Each of the three topics as described below includes a series of questions. These are simply suggested guides for writing. You need not address yourself to all of these questions as long as you write a coherent, illuminating, and well-argued essay on the main topic.
1. Discuss Spinoza’s conception of the correct relationship between religion and politics. According to him, what is the nature of religious truth? How does he distinguish that truth from “superstition?” How does the state come into existence and what is its proper role? What kind of power ought the state to possess regarding the regulation of religion? Do church organizations have any place in politics? What rights should religious believers as well as other citizens enjoy regarding freedom of expression and worship? Apply Spinoza’s ideas to an analysis of any one of the three contemporary issues we discussed in this course: gay marriage, the death penalty, or the conflict between creationism and evolutionary biology.

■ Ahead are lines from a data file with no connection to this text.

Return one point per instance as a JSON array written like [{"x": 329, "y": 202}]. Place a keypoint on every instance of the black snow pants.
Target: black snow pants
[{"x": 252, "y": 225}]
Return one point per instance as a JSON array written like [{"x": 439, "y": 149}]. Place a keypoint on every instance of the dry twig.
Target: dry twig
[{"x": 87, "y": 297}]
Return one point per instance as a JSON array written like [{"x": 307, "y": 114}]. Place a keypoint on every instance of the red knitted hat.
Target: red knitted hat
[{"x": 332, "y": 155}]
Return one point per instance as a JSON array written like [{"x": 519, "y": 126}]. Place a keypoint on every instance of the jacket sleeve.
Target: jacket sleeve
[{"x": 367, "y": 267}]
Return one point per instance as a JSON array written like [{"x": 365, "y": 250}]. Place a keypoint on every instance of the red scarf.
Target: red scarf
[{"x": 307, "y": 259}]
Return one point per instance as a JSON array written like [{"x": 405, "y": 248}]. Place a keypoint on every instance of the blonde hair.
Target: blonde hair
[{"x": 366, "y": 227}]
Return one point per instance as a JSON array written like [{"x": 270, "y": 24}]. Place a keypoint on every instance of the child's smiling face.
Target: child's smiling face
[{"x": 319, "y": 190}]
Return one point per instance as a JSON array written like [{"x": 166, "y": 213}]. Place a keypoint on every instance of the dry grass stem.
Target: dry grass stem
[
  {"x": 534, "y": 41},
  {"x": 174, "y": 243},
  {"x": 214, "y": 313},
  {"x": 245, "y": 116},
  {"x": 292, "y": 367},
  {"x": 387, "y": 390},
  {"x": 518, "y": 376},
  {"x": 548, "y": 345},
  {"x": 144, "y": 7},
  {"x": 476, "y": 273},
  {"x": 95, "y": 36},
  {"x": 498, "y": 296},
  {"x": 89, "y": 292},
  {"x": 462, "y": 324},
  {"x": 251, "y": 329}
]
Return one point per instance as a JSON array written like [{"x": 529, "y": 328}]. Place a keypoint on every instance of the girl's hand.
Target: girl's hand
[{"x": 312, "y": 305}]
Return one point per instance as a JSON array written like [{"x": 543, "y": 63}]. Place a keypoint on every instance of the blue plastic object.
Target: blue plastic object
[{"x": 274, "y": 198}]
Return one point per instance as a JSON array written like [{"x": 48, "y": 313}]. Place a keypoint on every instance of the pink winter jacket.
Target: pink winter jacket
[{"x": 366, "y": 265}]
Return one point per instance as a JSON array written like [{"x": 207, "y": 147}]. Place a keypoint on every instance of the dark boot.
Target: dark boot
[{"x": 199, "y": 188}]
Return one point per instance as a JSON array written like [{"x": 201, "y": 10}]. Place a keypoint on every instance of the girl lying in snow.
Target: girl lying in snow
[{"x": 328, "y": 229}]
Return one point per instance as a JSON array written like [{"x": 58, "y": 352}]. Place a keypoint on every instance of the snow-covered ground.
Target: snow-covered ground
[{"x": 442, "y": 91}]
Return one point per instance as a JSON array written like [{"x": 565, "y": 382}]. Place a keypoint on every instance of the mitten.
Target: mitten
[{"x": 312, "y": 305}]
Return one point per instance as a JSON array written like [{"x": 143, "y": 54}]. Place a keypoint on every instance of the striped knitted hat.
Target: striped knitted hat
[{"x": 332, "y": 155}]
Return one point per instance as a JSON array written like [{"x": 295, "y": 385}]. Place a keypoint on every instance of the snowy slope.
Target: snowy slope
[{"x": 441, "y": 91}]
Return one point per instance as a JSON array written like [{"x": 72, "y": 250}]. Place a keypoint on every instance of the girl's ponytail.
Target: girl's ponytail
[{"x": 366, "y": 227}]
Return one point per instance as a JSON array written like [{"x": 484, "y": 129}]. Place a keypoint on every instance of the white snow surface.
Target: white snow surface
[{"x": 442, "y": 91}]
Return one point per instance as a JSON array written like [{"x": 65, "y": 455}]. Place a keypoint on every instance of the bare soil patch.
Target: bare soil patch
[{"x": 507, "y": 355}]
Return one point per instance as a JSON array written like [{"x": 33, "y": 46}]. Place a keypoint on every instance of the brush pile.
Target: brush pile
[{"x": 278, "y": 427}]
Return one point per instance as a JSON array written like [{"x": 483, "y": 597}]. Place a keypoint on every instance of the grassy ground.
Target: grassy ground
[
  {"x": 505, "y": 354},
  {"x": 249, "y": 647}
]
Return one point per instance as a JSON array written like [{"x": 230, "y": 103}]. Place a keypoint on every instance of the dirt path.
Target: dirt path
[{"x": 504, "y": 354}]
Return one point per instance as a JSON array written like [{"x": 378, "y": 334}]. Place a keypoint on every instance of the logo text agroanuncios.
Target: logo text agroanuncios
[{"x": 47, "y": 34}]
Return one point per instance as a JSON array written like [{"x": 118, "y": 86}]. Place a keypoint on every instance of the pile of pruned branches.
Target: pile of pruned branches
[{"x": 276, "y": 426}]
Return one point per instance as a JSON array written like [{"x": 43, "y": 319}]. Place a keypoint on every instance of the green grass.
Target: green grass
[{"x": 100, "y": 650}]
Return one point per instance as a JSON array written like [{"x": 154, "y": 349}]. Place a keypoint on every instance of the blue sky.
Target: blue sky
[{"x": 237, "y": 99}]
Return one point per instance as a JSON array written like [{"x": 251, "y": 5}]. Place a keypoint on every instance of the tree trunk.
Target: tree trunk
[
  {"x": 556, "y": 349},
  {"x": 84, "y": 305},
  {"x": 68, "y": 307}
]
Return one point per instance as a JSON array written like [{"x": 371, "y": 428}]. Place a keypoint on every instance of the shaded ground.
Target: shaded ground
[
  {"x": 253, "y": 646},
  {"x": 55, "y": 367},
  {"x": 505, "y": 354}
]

2. Discuss Foucault’s treatment of disciplinary power in the chapters we have read from his book, Discipline and Punish: The Birth of the Prison. What exactly is disciplinary power? How does it differ from the sovereign power of the state? What role does surveillance (“panopticism”) play in networks of disciplinary power? Apply Foucault’s ideas to an analysis of the expansion of surveillance in the United States after 9/11, including the revelations of Edward Snowden about NSA surveillance programs.
3. Discuss Foucault’s treatment of biopower in the final chapter of History of Sexuality, Vol 1, as well as the discussions of Foucault’s treatment in the two articles on our website by Mario Lazzarato. What is biopower? How does it differ from sovereignty as well as disciplinary power, and how are the three forms of power related to one another? Apply the concept of biopower to an analysis of China’s one-child policy.